Relaxin is responsible for loosening your ligaments and allowing the pelvis to widen in order to get ret ready for birth.
Relaxin levels generally remain high in the body during what we call the 4th trimester (the first 3 months after birth).
Breastfeeding will also cause Relaxin levels to stay high, up until about 3 months after you finish breastfeeding. This means that your body is naturally more unstable than it was pre-pregnancy for up to a year (or more) depending on when you choose to wean your baby.
Exercising with high relaxin levels means that you need to be careful with which exercises you choose to do, and be extra picky about using great technique while doing them.
Pregnancy changes your posture over the course of the 9 months. As your baby grows, it is common to start to lift up the front of your ribcage and drop your hipbones forwards and down to make room for the baby. (This is called Rib Thrusting and Anterior Pelvic Tilt.)
Your body can often remember this pregnant or sway back posture and get stuck there, even after we have had the baby.
Anterior pelvic tilt is also often held in Place by tight hip flexor muscles (the ones on the front of your hip) and these can get even tighter with all the sitting you do as mum - feeding, rocking and looking after your baby.
Release your hip flexors by stretching or foam rolling them.
Try to vary your sitting and sit in other postions as much as you can.
Sit on the floor, cross legged or in a deep squat (if it feels ok for your knees).

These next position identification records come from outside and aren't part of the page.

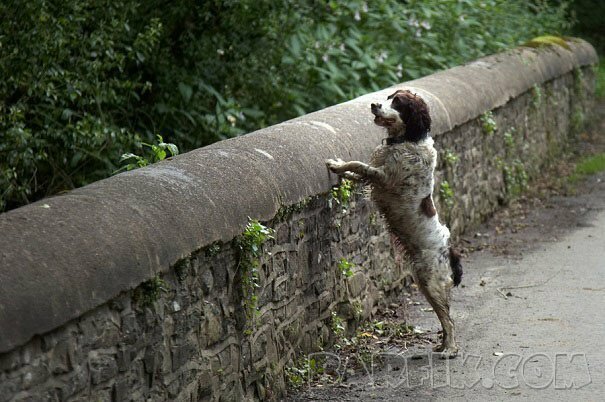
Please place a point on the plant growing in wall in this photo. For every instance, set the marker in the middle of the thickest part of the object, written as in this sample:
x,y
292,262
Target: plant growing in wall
x,y
150,291
446,194
488,124
536,96
509,140
342,194
450,158
345,267
250,244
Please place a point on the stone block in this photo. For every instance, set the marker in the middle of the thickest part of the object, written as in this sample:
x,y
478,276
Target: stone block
x,y
103,367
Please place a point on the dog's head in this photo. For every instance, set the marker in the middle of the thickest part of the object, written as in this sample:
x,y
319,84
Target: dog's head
x,y
408,116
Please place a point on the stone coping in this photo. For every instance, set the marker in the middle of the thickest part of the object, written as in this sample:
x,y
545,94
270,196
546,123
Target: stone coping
x,y
63,256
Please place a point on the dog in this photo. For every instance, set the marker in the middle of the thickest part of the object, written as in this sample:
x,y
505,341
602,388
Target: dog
x,y
401,178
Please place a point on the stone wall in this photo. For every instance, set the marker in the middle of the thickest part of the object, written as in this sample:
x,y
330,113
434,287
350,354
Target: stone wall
x,y
134,288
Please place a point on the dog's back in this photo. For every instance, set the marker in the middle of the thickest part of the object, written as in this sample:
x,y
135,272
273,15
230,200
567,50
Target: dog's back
x,y
405,199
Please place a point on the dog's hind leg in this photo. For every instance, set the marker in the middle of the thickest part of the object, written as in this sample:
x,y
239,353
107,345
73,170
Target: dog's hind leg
x,y
435,285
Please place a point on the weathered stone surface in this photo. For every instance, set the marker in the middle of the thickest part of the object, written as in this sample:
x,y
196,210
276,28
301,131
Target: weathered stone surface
x,y
196,342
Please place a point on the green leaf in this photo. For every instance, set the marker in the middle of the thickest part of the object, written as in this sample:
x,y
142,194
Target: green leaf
x,y
186,91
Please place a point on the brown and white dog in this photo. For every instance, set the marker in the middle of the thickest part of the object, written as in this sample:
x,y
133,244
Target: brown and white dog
x,y
400,174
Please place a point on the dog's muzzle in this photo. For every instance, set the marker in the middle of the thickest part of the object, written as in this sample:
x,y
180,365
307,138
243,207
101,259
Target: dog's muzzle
x,y
376,108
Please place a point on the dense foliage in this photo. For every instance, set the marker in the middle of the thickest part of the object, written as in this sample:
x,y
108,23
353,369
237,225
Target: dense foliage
x,y
86,81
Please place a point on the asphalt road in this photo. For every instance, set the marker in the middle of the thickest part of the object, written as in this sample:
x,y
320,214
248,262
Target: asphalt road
x,y
531,323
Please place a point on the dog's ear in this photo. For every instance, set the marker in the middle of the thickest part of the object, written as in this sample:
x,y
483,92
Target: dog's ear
x,y
420,113
391,96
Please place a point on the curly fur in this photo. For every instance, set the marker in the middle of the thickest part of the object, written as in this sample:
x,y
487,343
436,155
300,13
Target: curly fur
x,y
400,174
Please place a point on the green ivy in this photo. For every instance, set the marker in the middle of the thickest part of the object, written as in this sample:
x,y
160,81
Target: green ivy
x,y
446,194
250,244
488,124
345,267
156,152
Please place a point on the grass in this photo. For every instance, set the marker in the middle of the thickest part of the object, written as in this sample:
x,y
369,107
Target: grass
x,y
589,165
600,89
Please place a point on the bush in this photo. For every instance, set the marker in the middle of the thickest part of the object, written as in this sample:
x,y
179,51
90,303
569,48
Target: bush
x,y
87,81
70,88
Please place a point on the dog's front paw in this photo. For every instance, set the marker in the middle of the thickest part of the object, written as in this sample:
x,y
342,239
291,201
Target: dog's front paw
x,y
446,352
335,165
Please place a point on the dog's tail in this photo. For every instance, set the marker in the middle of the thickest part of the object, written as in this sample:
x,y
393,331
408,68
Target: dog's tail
x,y
456,266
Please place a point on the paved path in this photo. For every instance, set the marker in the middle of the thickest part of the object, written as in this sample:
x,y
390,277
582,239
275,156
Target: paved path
x,y
530,328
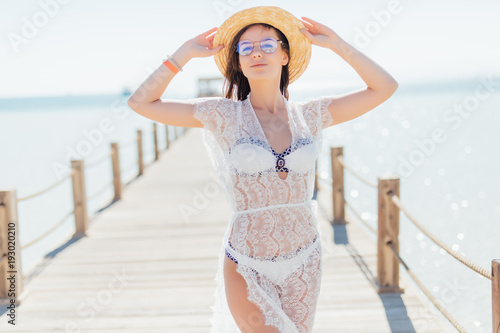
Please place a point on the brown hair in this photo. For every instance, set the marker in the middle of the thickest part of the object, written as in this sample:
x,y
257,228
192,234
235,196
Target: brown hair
x,y
236,85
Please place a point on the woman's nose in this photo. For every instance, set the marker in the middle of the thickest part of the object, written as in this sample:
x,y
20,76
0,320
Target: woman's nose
x,y
257,53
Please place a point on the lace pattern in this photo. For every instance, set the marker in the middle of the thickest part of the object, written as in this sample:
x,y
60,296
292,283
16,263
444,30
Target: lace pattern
x,y
274,217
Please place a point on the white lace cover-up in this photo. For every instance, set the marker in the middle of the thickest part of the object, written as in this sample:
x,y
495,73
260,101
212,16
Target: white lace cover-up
x,y
273,233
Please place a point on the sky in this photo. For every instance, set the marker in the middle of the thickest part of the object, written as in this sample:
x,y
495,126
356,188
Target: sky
x,y
61,47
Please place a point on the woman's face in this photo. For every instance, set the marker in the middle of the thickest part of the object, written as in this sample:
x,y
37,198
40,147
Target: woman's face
x,y
271,62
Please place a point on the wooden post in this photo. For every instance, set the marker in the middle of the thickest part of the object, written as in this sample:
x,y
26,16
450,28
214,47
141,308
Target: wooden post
x,y
10,248
140,157
388,232
117,178
316,187
337,186
155,139
495,295
167,138
79,198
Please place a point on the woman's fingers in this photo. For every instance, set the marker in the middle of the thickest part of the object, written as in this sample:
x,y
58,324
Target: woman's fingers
x,y
206,33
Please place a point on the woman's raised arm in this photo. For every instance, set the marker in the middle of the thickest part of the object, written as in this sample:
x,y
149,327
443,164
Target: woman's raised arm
x,y
146,100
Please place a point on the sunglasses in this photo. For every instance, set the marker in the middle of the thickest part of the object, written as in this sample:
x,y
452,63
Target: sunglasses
x,y
267,45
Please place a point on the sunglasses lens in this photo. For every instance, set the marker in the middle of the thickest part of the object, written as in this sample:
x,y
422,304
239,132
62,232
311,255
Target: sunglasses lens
x,y
268,45
245,47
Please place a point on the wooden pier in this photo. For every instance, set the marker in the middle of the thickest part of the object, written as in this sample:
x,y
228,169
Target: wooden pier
x,y
148,264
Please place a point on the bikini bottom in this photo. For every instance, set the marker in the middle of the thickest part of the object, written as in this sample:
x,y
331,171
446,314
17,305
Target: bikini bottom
x,y
276,268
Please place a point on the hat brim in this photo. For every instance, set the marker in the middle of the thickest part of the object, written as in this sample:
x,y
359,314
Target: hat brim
x,y
289,25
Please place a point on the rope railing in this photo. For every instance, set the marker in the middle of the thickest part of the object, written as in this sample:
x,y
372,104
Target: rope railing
x,y
99,192
48,231
427,293
357,175
9,200
129,167
388,258
98,161
48,188
372,229
464,260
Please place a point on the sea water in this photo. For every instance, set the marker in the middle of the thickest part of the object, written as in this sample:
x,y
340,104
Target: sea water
x,y
440,139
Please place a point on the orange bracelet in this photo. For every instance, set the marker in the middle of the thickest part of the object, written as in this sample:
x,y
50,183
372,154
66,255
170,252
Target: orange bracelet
x,y
171,66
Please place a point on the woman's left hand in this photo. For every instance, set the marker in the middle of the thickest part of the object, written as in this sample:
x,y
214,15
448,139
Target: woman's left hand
x,y
319,34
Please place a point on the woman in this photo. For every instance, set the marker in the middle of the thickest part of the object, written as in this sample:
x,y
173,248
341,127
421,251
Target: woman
x,y
264,148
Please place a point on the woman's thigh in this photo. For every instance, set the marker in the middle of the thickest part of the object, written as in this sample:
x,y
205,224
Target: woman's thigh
x,y
247,314
301,291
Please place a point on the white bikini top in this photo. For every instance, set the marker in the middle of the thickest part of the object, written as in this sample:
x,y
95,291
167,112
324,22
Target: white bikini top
x,y
251,155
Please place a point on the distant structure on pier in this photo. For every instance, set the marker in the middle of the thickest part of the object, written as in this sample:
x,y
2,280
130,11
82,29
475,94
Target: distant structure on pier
x,y
210,86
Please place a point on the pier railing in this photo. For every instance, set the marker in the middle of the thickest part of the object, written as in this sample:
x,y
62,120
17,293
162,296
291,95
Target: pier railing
x,y
387,232
10,247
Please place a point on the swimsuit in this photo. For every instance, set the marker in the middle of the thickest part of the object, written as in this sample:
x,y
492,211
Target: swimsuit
x,y
273,234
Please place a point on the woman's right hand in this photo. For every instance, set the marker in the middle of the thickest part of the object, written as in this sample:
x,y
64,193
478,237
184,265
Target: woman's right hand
x,y
201,46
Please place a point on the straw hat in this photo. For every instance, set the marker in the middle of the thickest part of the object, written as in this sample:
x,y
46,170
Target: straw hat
x,y
289,25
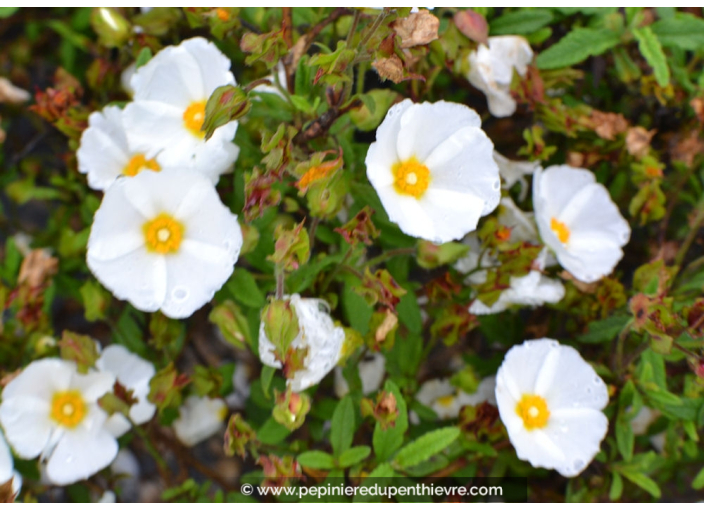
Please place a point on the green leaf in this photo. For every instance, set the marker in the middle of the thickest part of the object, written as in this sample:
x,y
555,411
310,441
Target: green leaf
x,y
386,442
342,427
682,31
354,456
426,446
651,50
616,487
604,330
243,288
523,22
577,46
316,460
644,482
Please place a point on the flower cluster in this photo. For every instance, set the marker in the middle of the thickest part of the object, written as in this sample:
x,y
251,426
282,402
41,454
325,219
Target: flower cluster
x,y
162,239
52,411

Being mindful of your posture when you are holding your baby and doing everyday tasks can also be a big help - you need to retrain your body to know what neutral aligment feels like again.
3.Hip Weakness/ muscle imbalances
Your hips are the cradle that you have held Your baby in for 9 months. They have had to work hard to support Your body through the postural changes as well as Widen and loosen to allow for Your baby to be born.
Remember waddling like a duck towards the end of Your pregnancy?
Yup,that was your hips getting ready for birth.
All these changes can leave you with muscle imbalances and hips that are not stable either front to back or side to side.
This means that your butt muscles (the glutes) may not be showing up to do their share of the work, leaving those hip flexors I mentioned earlier to take more of the load and creating the classic flat "mum butt".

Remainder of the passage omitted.